Major depressive disorder (MDD) is a serious public health problem that has, at best, modest treatment response. One reason for this mixed efficacy is that MDD has a very heterogeneous clinical presentation. One way to parse the heterogeneity is to investigate the role of particular features of MDD, an endeavor that can also help identify novel and focal targets for treatment and prevention efforts. Psychomotor disturbance (e.g., psychomotor agitation [PmA] and retardation [PmR]) has long been viewed as a particularly pernicious feature of MDD, and yet we know surprisingly little about these behaviors. For example, it is unknown if motor disturbance occurs only in active depression, or whether it also continues into remission (potentially signaling vulnerability for relapse). There also has been little work (a) linking PmA & PmR with abnormal neural circuitry mediating these motor behaviors, (b) examining how motor symptoms change over the course of illness, and (c) investigating whether PmR & PmA represent a single underlying process, or reflect distinct mechanisms. The present proposal seeks to test these questions and also identify powerful and easy to administer tools to assess these behaviors in clinical practice. The proposed project will recruit those with current MDD (n = 100), remitted MDD (n = 100) and controls (n = 50) and take a Research Domain Criteria (RDoC) approach by comparing the three groups on multiple indicators of PmR and PmA (Aim 1). Specifically, we will assess PmR and PmA with self and observer- based reports, behavioral assessments in the laboratory (Velocity Scaling [PmR] and Force Variability [PmA]), and behavioral assessments in subjects' natural environment (actigraphy and daily typing behavior on one's smartphone [texting, emailing, etc.]). These behavioral measures are particularly critical as they yield more fine-grained and objective assessments of PmR and PmA that may be missed by traditional diagnostic assessments.
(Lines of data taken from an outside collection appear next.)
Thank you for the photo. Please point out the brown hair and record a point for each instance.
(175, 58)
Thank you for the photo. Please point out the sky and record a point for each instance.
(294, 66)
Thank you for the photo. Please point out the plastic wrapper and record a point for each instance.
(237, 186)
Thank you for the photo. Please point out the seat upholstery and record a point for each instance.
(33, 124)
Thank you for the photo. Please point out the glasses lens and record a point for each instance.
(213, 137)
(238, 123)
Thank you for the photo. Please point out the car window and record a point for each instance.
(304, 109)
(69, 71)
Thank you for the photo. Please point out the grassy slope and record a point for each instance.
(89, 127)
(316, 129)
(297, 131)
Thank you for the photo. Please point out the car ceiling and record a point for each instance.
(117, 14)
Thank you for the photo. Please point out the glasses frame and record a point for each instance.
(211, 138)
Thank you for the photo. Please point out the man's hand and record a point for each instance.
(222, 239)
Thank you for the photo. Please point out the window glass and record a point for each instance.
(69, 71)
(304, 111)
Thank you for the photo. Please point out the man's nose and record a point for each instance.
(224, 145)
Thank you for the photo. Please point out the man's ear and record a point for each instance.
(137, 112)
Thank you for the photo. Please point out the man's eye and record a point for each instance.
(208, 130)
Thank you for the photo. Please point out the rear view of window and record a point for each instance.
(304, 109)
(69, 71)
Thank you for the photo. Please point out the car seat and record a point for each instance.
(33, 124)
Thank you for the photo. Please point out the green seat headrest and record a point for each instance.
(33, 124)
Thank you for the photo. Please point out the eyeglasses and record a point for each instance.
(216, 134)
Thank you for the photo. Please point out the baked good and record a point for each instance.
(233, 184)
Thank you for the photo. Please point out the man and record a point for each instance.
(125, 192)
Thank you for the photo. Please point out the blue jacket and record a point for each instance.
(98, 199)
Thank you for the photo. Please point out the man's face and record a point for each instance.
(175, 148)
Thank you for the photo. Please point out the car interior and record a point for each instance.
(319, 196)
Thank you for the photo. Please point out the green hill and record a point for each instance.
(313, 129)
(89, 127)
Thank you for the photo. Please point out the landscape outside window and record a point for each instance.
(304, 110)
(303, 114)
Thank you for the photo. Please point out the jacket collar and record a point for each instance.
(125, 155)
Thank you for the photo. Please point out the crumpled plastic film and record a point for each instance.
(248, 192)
Aim 2 seeks to examine the structural (diffusion tensor) and functional (resting state fMRI) connectivity of motor circuitry of the three groups as well as the relation between motor circuitry and the proposed indicators of PmR and PmA. For this aim, we will utilize innovative graph theory metrics of connectivity of the three primary motor circuits identified in animal and human studies (specifically, basal ganglia, cerebellar and cortico-cortical motor circuits) which will provide a comprehensive examination of motor system organization in MDD.
Aim 3 seeks to follow-up subjects three times over 18 months to evaluate whether motor symptoms change in tandem with overall depressive symptoms and functioning over time and/or whether baseline PmR/PmA predicts course of depression an functoining.
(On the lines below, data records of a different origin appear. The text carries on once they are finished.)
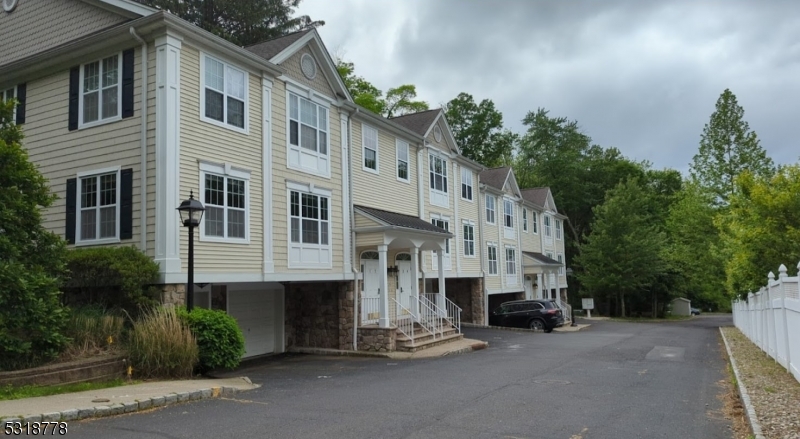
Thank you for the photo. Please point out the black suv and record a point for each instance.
(538, 314)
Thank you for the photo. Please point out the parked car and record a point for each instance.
(537, 314)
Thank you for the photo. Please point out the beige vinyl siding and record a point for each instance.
(468, 210)
(362, 221)
(37, 25)
(61, 154)
(281, 173)
(319, 83)
(383, 191)
(203, 141)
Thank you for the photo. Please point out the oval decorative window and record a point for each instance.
(437, 133)
(9, 5)
(308, 66)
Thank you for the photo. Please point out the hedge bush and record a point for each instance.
(112, 278)
(218, 335)
(161, 345)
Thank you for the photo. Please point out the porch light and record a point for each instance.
(191, 212)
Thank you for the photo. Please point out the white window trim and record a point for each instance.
(493, 209)
(226, 170)
(445, 175)
(491, 244)
(289, 147)
(463, 238)
(377, 169)
(308, 188)
(81, 124)
(95, 172)
(511, 203)
(525, 219)
(398, 143)
(471, 185)
(223, 124)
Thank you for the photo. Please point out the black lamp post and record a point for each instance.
(191, 212)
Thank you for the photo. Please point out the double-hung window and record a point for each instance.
(525, 220)
(370, 143)
(491, 253)
(469, 239)
(100, 91)
(438, 181)
(466, 184)
(224, 94)
(508, 213)
(402, 160)
(309, 227)
(511, 263)
(490, 209)
(98, 218)
(225, 195)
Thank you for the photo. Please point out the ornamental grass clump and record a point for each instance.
(161, 345)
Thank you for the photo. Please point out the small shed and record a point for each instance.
(681, 306)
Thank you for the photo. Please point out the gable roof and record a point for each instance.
(270, 48)
(419, 122)
(495, 177)
(400, 220)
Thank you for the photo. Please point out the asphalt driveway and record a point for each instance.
(612, 380)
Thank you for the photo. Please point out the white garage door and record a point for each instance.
(255, 313)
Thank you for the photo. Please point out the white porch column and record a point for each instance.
(415, 281)
(383, 282)
(440, 302)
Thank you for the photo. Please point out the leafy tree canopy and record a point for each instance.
(242, 22)
(727, 148)
(478, 131)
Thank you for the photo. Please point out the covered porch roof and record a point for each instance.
(397, 230)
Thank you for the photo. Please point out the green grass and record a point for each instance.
(30, 391)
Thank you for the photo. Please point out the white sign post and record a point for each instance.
(588, 306)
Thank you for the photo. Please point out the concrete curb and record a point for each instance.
(127, 407)
(748, 406)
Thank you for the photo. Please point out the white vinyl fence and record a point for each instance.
(770, 318)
Aim 3 is particularly clinically significant. Finding that motor and overall depression severity co- vary over time, or that motor variables predict subsequent change in overall depression severity, would support the potential clinical utility of the proposed novel, reliable, and easily administered motor assessments.
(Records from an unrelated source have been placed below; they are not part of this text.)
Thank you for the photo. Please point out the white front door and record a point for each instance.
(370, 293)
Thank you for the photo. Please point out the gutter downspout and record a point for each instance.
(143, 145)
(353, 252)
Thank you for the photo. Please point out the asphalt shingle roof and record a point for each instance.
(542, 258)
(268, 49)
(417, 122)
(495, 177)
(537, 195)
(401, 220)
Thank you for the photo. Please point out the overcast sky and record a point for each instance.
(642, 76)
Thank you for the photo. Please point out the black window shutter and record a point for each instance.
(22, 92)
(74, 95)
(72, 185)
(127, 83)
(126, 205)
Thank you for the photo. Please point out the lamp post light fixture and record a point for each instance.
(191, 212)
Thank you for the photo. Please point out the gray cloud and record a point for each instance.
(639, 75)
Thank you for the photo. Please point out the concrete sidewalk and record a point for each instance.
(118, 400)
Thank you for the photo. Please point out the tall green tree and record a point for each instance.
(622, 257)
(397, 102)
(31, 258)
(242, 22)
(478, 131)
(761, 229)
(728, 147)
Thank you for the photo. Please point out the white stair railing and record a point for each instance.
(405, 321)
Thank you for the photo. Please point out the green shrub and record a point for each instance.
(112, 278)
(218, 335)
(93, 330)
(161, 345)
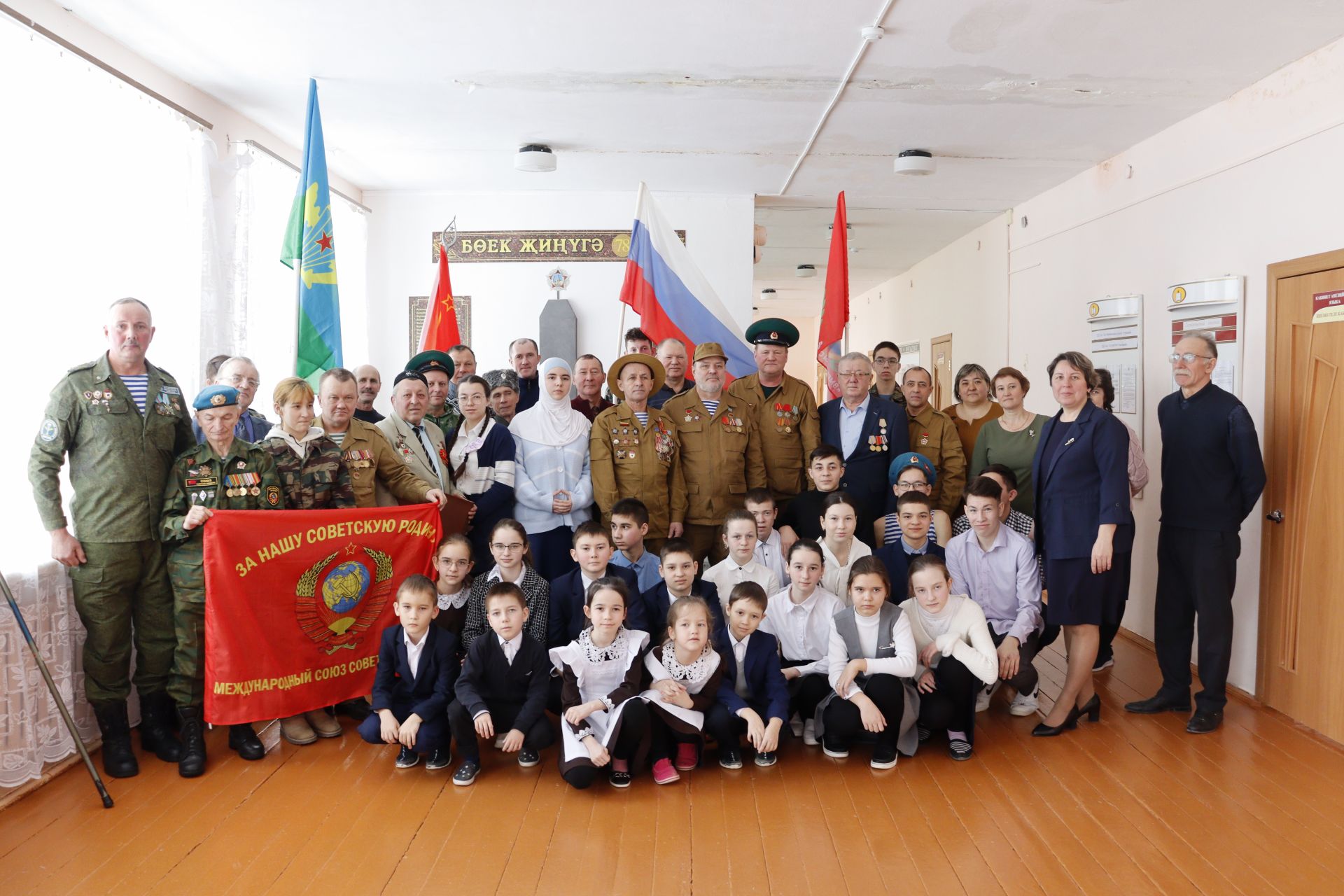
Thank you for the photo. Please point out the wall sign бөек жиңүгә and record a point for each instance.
(538, 246)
The goal of this proposal is to better understand slowing and agitated movements that are characteristic of depression, and determine if these movements occur only in active depression, or are also present in individuals whose depression has remitted. We will also evaluate the brain basis for such behaviors, and examine if these abnormalities in movement change over time as currently depressed individuals recover, or as remitted individuals relapse. Taken together, understanding these movement abnormalities may lead to path-breaking early detection strategies, that help to predict the course of depression, and inform treatment strategies.